JUST BEFORE the new century began, Marc Plattner, co-editor of the influential Journal of Democracy, wrote of the brave new globalized world coming into existence:
A borderless world is unlikely to be a democratic one. For while the idea of "world citizenship" may sound appealing in theory, it is very hard to imagine it working successfully in practice, Indeed, some aspects of globalization, "point to a long range danger to democracy."
While Plattner is uneasy about these developments, other observers, such as Strobe Talbott, largely discount the risks.
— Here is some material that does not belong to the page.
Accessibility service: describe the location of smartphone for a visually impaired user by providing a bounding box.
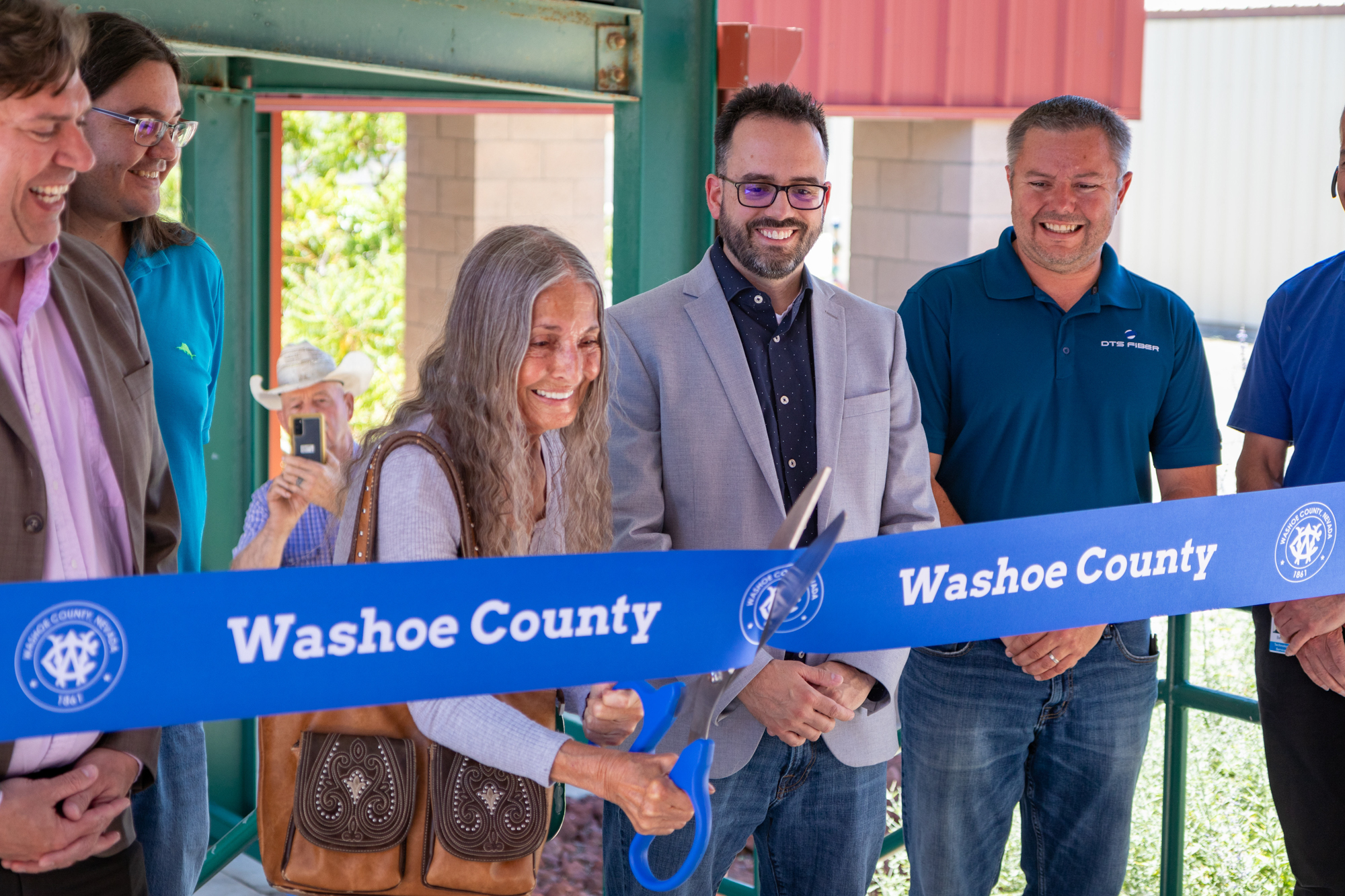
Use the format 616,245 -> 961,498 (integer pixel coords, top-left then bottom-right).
289,414 -> 327,464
An entire industry of transnational agencies and non-governmental organizations is pushing forward changes designed either to deny or override the national sovereignty of democratic states against surprisingly muted or inchoate opposition. Taken together, these changes amount to a serious political and intellectual challenge to democratic sovereignty vested in the liberal democratic nation-state.
It is a distinctly new challenge. Until now, democrats have faced two major opponents: pre-democrats and anti-democrats. The pre-democrats, adherents of some form of ancien regime (of throne, altar, tribe or clan), have been mostly vanquished over the past several hundred years.
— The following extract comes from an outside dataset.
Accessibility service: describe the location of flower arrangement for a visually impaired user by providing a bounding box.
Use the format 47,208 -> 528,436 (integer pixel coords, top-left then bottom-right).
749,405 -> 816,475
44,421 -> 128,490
Since 1917 three anti-democratic ideologies have presented an alternative vision to liberal democracy: first Nazism/fascism, then communism, and today militant Islam or Islamism.
The radical Islamist threat is both deadly and serious, and it could last for a considerable period of time. Islamists might gain powerful weapons and thereby cause much death and destruction. Nevertheless, it is in the highest degree unlikely that they will in the end conquer liberal democracy.